Editorial: The immigration welcome mat for Cubans, which helped build Miami, is over
Published in Op Eds
In a major legal blow to the Trump administration’s mass deportation efforts, a federal judge this week blocked a plan to strip protections from more than half a million immigrants from Cuba, Haiti, Nicaragua and Venezuela — many of whom now live in South Florida under what’s known as the CHNV program.

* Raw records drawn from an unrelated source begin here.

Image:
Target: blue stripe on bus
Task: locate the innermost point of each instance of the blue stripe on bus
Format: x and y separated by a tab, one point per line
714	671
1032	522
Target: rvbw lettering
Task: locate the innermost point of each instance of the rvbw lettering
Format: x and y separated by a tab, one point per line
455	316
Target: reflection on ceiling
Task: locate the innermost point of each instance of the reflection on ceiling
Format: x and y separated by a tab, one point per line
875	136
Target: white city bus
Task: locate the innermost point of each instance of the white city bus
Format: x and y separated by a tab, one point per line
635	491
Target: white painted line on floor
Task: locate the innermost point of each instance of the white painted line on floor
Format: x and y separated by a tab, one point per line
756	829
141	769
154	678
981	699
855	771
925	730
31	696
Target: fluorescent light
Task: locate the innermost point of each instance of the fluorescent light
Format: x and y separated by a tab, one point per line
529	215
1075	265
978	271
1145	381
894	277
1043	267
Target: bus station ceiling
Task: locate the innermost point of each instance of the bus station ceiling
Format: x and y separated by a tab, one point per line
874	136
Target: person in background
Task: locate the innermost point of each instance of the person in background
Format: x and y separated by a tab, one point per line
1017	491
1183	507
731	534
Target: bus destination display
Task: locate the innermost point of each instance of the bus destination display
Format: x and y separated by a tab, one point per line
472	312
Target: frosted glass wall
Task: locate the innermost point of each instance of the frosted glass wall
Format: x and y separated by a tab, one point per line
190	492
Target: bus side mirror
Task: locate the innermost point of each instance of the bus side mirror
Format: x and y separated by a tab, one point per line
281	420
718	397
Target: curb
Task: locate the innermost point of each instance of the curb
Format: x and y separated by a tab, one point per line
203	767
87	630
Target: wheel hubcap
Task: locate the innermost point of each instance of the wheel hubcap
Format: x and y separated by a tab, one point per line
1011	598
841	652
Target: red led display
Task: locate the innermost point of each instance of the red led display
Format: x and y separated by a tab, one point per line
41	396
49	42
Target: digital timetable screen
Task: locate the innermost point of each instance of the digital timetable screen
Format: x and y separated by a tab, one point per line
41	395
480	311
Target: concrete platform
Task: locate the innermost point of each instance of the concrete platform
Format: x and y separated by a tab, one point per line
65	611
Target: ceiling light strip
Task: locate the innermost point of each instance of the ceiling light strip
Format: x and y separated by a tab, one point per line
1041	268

The court order landed just in time to stop, at least for now, what would’ve been the most dramatic shift in U.S. immigration policy toward Cubans since the early Castro years. Along with the end of “wet-foot, dry-foot” in 2017, it’s the latest nail in the coffin of a long-standing assumption: that Cubans who reach U.S. soil are treated differently.
That era is over.
For decades, Cubans fleeing Fidel Castro’s rule found refuge in Miami with relatively few immigration hurdles. The 1966 Cuban Adjustment Act gave them a unique fast track to legal residency — a privilege no other migrant group enjoyed. Had the federal judge not stepped in, roughly 110,000 Cubans would have lost their status overnight, turning them into undocumented immigrants eligible for deportation.
Regardless of what happens next, this moment marks new territory for South Florida, where generations of Cuban families — many of them loyal Trump voters — have found a second home. Now, recent arrivals face detention, removal or the uncertainty of life in immigration limbo.
This is the new reality for Cuban immigrants in America.
When the Trump administration moved to end the CHNV program — a legal pathway created by the Biden administration that allowed 532,000 migrants from four countries to enter the U.S. with work permits and two-year protection from deportation — quiet panic spread fast. Suddenly, thousands were undocumented.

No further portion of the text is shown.